Evaluation of Oxidative DNA Damage and Thiol-Disulfide Homeostasis in Patients with Aortic Valve Sclerosis

Objective: The free radicals in the organism are important events in aortic valve sclerosis (AVS) because they cause conditions such as cell proliferation, growth arrest, and/or apoptosis and oxidation of low-density lipoprotein (LDL). This study was to evaluate DNA damage in patients with AVS and its relationship with thiol-disulfide homeostasis. Methods: Forty AVS subjects (30 female) were enrolled in this study and compared with control group. The diagnosis of AVS was made by comprehensive echocardiography. Biochemical parameters were measured in the sera of the control and AVS subjects.
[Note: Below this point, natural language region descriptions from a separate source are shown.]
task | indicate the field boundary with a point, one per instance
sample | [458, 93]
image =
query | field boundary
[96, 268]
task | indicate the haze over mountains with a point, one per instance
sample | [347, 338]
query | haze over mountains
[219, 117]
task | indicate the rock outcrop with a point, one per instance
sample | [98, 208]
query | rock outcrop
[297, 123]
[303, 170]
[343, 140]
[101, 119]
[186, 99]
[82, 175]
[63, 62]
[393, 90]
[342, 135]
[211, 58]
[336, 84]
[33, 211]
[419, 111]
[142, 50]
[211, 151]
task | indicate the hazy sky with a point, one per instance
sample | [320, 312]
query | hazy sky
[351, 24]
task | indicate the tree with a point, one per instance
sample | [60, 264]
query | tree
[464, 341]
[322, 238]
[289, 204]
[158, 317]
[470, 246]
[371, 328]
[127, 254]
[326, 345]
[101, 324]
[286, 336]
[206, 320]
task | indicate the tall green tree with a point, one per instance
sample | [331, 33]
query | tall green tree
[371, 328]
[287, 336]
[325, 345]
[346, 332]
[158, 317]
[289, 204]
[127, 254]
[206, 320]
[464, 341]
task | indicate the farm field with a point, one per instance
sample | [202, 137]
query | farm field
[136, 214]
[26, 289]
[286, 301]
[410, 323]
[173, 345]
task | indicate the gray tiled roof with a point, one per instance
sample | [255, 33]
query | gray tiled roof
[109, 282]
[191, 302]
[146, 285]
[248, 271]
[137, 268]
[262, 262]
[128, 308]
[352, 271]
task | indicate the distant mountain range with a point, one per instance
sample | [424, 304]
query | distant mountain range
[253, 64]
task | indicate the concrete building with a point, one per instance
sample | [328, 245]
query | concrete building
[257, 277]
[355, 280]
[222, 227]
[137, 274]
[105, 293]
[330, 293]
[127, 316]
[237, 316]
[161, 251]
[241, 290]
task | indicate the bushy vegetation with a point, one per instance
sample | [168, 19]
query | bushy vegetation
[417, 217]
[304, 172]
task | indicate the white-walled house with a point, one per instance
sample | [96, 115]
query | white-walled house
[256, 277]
Results: In the AVS group, total oxidant status (TOS), total antioxidant status (TAS), oxidative stress index (OSI), disulfide, total thiol, natural thiol, disulfide/total thiol, disulfide/natural thiol, and oxidative 8-OH deoxyguanosine levels were significantly lower than those of the control group, whereas natural thiol/total thiol levels were significantly found to be higher. In addition, there was a statistically negative correlation between OSI and TAS in patient and control groups, and a positive correlation between OSI and TOS and natural and total thiol parameters. The results show DNA damage and impaired thiol-disulfide homeostasis. Conclusion: Our findings suggest that increased oxidant stress may signify an important point in the onset and progression of AVS. Therefore, adding antioxidants to treatment may shed light on new therapeutic targets for reinforcing the antioxidant system, slowing or even stopping aortic valve stenosis.